Why you need to stop smoking now for a baby later
By Glenn Weitzman, M.D., Nashville Fertility Center
Smoking. We all know it’s bad for us, those around us and the environment. But if you’re a woman thinking about becoming pregnant, or even one who knows she’ll eventually want children, you may not know you’re harming your chances of having a baby if you smoke now.
At the Nashville Fertility Center, we hear from women who say, “I’ll stop smoking when I get pregnant,” or “I’ll stop smoking after my baby is born.” We have to caution, though — smoking and pregnancy don’t go together, and the time to stop is now!
Research on smoking and pregnancy
While I was on the faculty at the University of Arkansas for Medical Sciences in Little Rock, I chose to do research on environmental toxins and their effects on reproduction. Working with renowned reproductive toxicology expert, Donald R. Mattison, we discovered just how damaging smoking and pregnancy can be.
In a study of mice, we found that the number of ovarian follicles (that store female egg cells and produce reproductive hormones) were greatly reduced in mice exposed to smoke. To put these results in human terms:
- Women who are regular smokers go into menopause years earlier on average than women who are not smokers.
- Even a smoker of as little as half a pack a day reduces her pregnancy rate by half that of women who are nonsmokers.

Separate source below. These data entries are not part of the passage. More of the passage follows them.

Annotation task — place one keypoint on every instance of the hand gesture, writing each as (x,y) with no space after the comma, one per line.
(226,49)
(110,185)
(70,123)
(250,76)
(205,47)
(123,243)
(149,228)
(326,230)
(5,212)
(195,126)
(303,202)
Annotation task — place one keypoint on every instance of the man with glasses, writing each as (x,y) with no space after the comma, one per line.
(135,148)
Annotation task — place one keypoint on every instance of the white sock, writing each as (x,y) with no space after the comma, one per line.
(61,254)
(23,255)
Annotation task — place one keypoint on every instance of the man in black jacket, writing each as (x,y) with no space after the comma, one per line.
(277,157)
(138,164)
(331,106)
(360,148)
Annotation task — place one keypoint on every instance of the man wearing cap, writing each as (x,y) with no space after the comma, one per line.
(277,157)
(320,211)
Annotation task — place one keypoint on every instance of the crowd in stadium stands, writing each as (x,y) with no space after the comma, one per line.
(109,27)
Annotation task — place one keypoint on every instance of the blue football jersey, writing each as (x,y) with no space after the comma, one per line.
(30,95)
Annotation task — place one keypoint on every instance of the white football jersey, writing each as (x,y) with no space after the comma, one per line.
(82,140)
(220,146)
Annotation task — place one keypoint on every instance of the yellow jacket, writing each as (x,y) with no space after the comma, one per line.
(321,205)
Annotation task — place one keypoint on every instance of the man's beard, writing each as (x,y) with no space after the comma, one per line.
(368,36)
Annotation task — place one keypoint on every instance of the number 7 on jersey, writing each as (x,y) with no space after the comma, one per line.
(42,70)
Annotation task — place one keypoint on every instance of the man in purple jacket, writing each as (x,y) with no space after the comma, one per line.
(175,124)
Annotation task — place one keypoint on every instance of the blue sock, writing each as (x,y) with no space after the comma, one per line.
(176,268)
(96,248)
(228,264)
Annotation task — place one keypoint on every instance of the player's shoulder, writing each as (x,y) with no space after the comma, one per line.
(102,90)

- Smokers are basically “killing off” or accelerating the loss of eggs in their ovaries by exposure to just this one byproduct of cigarette smoke.
Talk to your doctor
At Nashville Fertility Center, we feel it is our obligation to give our patients the statistics on their lifestyle choices. I know if I was doing something that reduced by half my chances of a healthy pregnancy and baby, I’d want to do something about it! And this advice isn’t just for women … we work with all our patients, male or female, to optimize their chances of producing healthy families.
Whether it’s cigarettes, alcohol, or even marijuana (which also is not completely burned and produces toxins), the effect on reproductive health is damage to the quality of eggs, sperm and even embryos down the line.
I can’t encourage you enough to talk to your primary care physician or specialist now to combat the effects of smoking and pregnancy, or other lifestyle choices, to ensure better health for you and a future family.